Chief of staff of the Northwest Arctic Borough Eugene Smith said physical fiber optic wires connecting them to the Lower 48 will give both residents and businesses the opportunity to jump from “borderline dial-up” satellite internet speeds used today, to gigabit internet speeds found in many major US cities.

“The hourglass ways are coming to an end,” said Smith. “Higher speeds and the ability to communicate is just going to be a major success story for everyone.”

The goal is to be connected in the six villages by mid-2017.

The project is being called the “Quintillion Sub-Sea Cable System.” Phase one deals with connecting northern Alaska to the rest of the country. Phase two and phase three hope to connect Japan and London to the fiber optic network by way of 15,000 km of wire through the arctic.

Quintillion spokesperson Tim Woolston said the project is completely funded by private investors from New York to the North Slope. The cost to build the line has not been disclosed by the company.

Woolston said arctic communities like Kotzebue should expect “significant improvements to health, education and economic development” while also expecting substantially lower internet bills for residents.

“I've always pushed the quality of healthcare through projects like telemedicine that are very high bandwidth,” said Smith, speaking on the potential for the local hospital to better communicate with doctors across the globe.

Vice Mayor of Kotzebue Matt Tekker said he believes Kotzebue can become a more connected hub of the arctic with the opportunity to drive in the fast lane of the internet’s information superhighway.

“It also hopefully lowers the cost of internet… when competition comes in,” said Tekker. “Anything that can help lower the cost of living for us is a big win-win.”

While the benefits of competition are positive, Tekker said he also wants to make sure the community doesn’t lose its village roots.

“We're living in two worlds here,” said Tekker. “Keeping the cultural past and working with new advancements and technology.”

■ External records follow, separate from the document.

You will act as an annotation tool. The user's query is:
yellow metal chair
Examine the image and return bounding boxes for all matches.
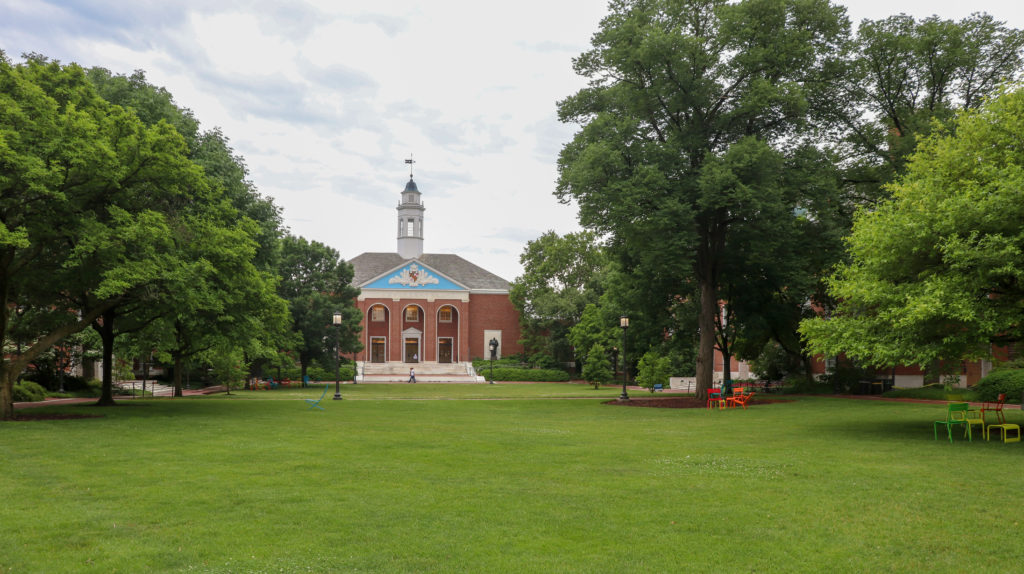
[933,402,974,443]
[964,408,985,437]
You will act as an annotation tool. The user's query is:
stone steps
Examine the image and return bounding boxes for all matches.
[355,362,483,383]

Telecommunication companies like Alaska Communication and GCI have both expressed interest in further investing in community infrastructure to build out the fiber optic network within communities.

“As Quintillion builds out, we plan to connect this fiber to the rest of its network, and provide more of Alaska with secure, reliable connectivity. We look forward to further opportunities with Quintillion, which will lead to faster and more affordable broadband in rural Alaska,” Alaska Communications released in a statement.